Refactor lexicon softmax #549

philip30 · 2018-11-20T05:40:40Z

This pull request is to solve #457. A minimal amount of code has been changed to implement this and also I corrected the example/19_lexbias.yaml.

neubig

Overall, looks good, but I didn't understand the is_modifying_softmax_layer function. Is this necessary? If not it'd be good to avoid unnecessary complication. If it is, then could you document it a little bit?

neubig · 2018-11-20T12:23:35Z

xnmt/modelparts/scorers.py

@@ -126,27 +127,29 @@ def __init__(self,

  def calc_scores(self, x: dy.Expression) -> dy.Expression:
    return self.output_projector.transform(x)
+
+  def is_modifying_softmax_layer(self):


What does this mean?

So basically it means that we can't use dy.pickneglogsoftmax because we are modifying the value of the softmax layer before picking the loss. The dy.pickneglogsoftmax is a convenient function but can't be used when we are doing:

label smoothing

Linear interpolation on softmax

So this method is called to check that value, and use the correct dynet function accordingly. Also, by this inheritance, I don't have to copy+paste the calc_loss function from the Softmax object.

I added some comments on the latest push

Ok, let me check again. I think "modifying" is too vague though. Try to use a more descriptive name.

Can you tell me one good name for this operation?

OK, let me confirm: what do you mean by "pickneglogsoftmax cannot be used"? Why can it not be used? To elaborate,

calc_scores() calculates an unnormalized log probability

calc_log_probs() calculates a normalized log probability

calc_probs() calculates a normalized probability

As long as these functions are implemented correctly, we should always be able to use pickneglogsoftmax, correct? If any of these functions don't do the desired action in your implementation here, we should fix the functions. This is an absolute must.
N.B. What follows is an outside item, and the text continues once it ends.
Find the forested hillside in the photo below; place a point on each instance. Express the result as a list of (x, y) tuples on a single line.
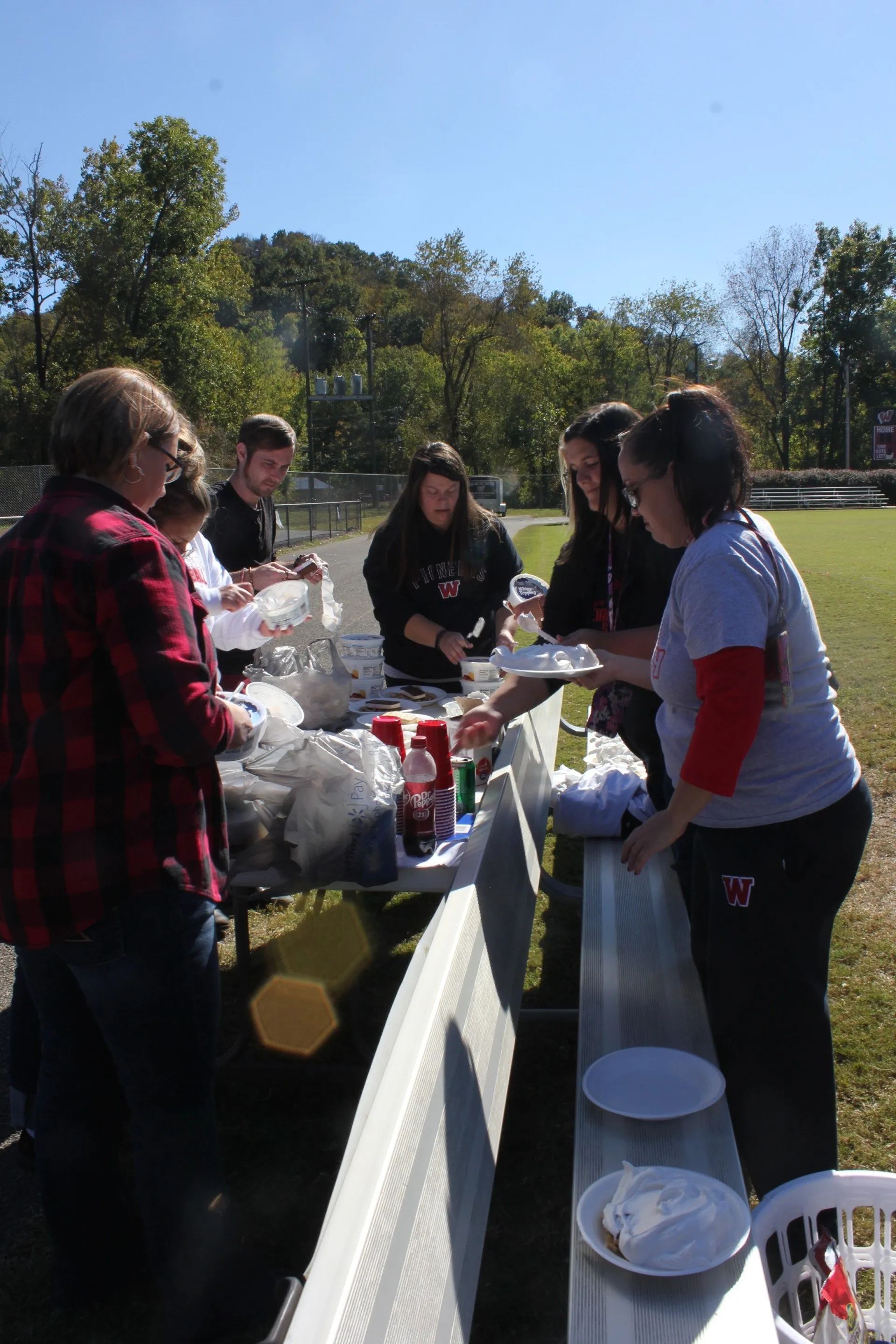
[(131, 265)]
Or, if these are an efficiency concern where in some cases it's faster/memory efficient to calculate scores (log probs), and in some cases it's faster/memory efficient to calculate probabilities, we could have a function called something like prefer_scores_to_probs(), where if it's true we use the calc_scores() and if it's false we use calc_probs().

Does this make sense?

Yep these are correct:

calc_scores() calculates an unnormalized log probability

calc_log_probs() calculates a normalized log probability

calc_probs() calculates a normalized probability

As long as these functions are implemented correctly, we should always be able to use pickneglogsoftmax, correct?
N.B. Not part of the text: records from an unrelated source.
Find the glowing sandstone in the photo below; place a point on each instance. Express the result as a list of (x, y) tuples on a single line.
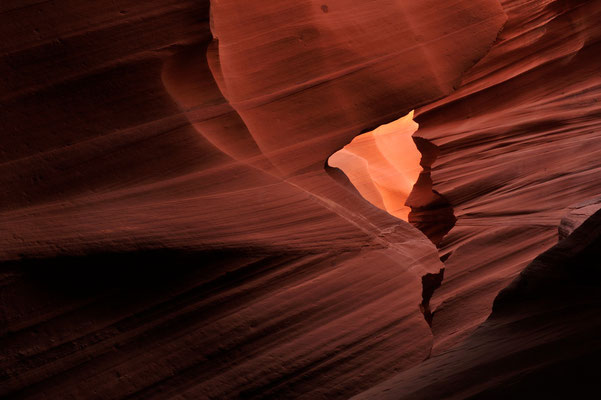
[(383, 165)]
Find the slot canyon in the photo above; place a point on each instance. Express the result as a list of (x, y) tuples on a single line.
[(269, 199)]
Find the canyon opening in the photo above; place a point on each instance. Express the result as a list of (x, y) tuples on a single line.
[(383, 165)]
I think this is not correct. For example the current implementation of master branch separates when to use dy.pick and dy.pickneglogsoftmax

xnmt/xnmt/modelparts/scorers.py

Lines 134 to 149 in c644660

if self.label_smoothing == 0.0:

# single mode

if not batchers.is_batched(y):

loss = dy.pickneglogsoftmax(scores, y)

# minibatch mode

else:

loss = dy.pickneglogsoftmax_batch(scores, y)

else:

log_prob = dy.log_softmax(scores)

if not batchers.is_batched(y):

pre_loss = -dy.pick(log_prob, y)

else:

pre_loss = -dy.pick_batch(log_prob, y)

ls_loss = -dy.mean_elems(log_prob)

loss = ((1 - self.label_smoothing) * pre_loss) + (self.label_smoothing * ls_loss)
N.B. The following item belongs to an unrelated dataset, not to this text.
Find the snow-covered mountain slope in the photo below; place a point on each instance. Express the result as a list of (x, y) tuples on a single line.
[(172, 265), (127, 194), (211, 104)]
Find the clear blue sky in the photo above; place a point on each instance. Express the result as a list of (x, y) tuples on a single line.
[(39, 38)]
This is because the loss itself can't be derrived by looking at the score of the unnormalized log prob of the model. For example, in the case when we are interpolating the softmax probability directly the loss should be the log probability of the interpolated model, right?

neubig · 2018-11-20T20:02:16Z

I see, this is correct. I guess we need to separate out the loss function from the scorer. Graham

…

-- Sent from my phone so apologies for brevity and typos.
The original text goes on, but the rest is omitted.